You've probably bought a big chunk of fresh ginger root in the past and then used only an inch of it in a recipe. If not preserved in some way, the rest of the ginger forms mold or dries up before you can use all of it. That never needs to happen to you again if you master these ways to preserve ginger.
Freeze the Leftover Ginger
When you freeze ginger, don't bother peeling the ginger first because it is easier to peel ginger after it is frozen.
Just cut the ginger root into approximately 1-inch chunks. Freeze the chunks in a single layer on a plate or cookie sheet, uncovered, for 1 to 2 hours. Transfer the frozen chunks to freezer containers or bags.
The initial single layer freeze keeps the chunks of ginger from clumping together so you can take out only as many pieces as you need at a time.
Make It Boozy
Soak the ginger in brandy or sherry. First, cut the fresh ginger into approximately 1-inch chunks and then peel the chunks—or peel, then cut, depending on how gnarly your ginger rhizome is. Put the peeled ginger chunks into a clean glass jar and cover them with dry sherry or brandy. Secure the lid and store in a cool, dark place such as your refrigerator or cellar.
Use the boozy ginger in any cooked recipe, particularly curries. The alcoholic taste evaporates and the ginger flavor shines through. Add it as is to cocktails that are compatible with ginger ale flavor or to apple cider.
Pickle Ginger Strips
Peel and cut the ginger into thin strips and pickle it with a lightly tart vinegar brine. Just like the pickled ginger that is served as a palate cleanser with sushi and sashimi.
Ferment Ginger for Healthy Sodas
Ferment the ginger into naturally carbonated, healthy sodas and real ginger ale.
Wait, what?! Healthy sodas?
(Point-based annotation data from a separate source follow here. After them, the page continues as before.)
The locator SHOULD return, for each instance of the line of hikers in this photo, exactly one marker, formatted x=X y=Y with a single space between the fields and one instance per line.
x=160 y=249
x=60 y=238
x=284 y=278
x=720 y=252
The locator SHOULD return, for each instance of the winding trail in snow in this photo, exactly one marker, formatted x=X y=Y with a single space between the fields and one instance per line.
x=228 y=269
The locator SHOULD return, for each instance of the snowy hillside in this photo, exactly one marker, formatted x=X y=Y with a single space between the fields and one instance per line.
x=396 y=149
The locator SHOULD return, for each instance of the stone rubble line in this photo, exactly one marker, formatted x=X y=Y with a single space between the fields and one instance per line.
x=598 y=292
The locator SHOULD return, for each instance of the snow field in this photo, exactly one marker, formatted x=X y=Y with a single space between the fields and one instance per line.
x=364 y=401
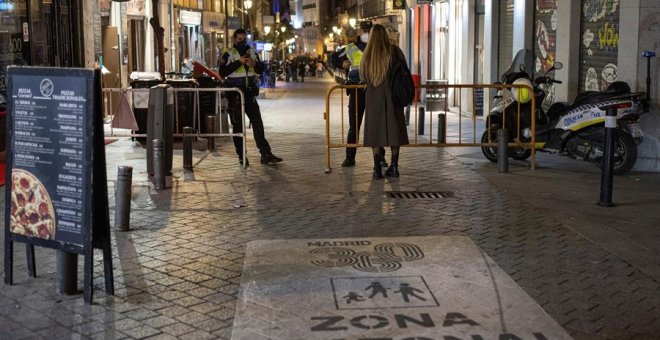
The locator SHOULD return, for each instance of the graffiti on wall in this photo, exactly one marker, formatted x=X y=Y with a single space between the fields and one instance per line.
x=600 y=44
x=545 y=43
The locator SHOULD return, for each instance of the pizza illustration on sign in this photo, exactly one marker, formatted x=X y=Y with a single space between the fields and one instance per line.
x=32 y=213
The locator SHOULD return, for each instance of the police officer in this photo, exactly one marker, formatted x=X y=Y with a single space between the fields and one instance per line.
x=240 y=66
x=348 y=58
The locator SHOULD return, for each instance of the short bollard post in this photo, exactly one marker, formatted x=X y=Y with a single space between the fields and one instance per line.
x=187 y=147
x=123 y=197
x=607 y=169
x=502 y=151
x=420 y=121
x=210 y=128
x=442 y=128
x=159 y=165
x=66 y=277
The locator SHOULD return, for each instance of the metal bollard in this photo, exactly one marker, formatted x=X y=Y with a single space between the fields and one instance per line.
x=607 y=169
x=502 y=151
x=159 y=164
x=123 y=197
x=66 y=277
x=408 y=115
x=420 y=121
x=442 y=128
x=187 y=147
x=210 y=128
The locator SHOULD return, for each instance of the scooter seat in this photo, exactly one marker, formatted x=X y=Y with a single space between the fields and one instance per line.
x=557 y=109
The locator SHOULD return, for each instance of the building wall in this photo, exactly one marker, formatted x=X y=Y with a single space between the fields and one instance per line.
x=647 y=14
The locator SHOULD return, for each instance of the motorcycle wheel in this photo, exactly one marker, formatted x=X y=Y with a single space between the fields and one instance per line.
x=625 y=153
x=516 y=153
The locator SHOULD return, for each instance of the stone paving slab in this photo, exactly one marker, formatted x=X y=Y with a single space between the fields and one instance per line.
x=395 y=288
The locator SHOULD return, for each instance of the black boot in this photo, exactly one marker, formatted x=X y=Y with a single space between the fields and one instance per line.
x=378 y=169
x=393 y=170
x=383 y=162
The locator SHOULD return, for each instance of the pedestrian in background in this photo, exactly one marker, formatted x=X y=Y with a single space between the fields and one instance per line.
x=240 y=66
x=301 y=71
x=385 y=123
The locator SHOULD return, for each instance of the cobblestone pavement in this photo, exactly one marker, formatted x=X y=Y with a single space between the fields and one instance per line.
x=177 y=272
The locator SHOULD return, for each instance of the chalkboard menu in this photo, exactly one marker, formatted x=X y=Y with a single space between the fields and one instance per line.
x=56 y=195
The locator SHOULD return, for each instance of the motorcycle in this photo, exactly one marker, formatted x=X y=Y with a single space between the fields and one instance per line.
x=575 y=130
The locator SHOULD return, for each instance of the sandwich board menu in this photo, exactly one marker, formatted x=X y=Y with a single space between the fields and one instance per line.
x=56 y=195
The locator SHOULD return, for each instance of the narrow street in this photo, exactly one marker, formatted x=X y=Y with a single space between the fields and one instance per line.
x=178 y=272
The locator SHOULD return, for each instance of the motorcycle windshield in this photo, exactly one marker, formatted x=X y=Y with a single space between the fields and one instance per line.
x=524 y=57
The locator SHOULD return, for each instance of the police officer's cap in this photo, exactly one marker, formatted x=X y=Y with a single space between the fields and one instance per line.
x=365 y=25
x=351 y=32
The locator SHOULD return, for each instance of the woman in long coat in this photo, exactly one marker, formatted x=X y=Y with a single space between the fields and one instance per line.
x=385 y=123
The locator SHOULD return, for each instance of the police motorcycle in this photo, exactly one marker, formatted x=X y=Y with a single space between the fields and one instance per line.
x=575 y=130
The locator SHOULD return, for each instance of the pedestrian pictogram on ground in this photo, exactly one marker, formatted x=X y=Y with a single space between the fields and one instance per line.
x=382 y=292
That's right, naturally fermented sodas are rich in beneficial probiotic bacteria that are good for everything from boosting your immune system to curing your tummy ache.
You make lacto-fermented sodas by starting out with something called a ginger bug. That's a starter culture made with fresh ginger that turns any fruit juice into a bubbly beverage. Once you've got a ginger bug started, you can keep it going pretty much forever.
Add Ginger to Chutneys
Add ginger to any sweet preserves and chutneys. Ginger is a classic pairing with rhubarb and pears.
Dry Ginger for Baking
Mince the ginger into small pieces. Spread it in a shallow layer on a parchment paper-lined baking sheet and dry it in a 150 F oven, stirring occasionally. Grind the ginger in an electric grinder to use in baked goods such as ginger snap cookies or gingerbread. Be sure not to dry ginger in big pieces; It becomes rock hard when dried and you won't be able to grind it without burning your electric grinder's motor.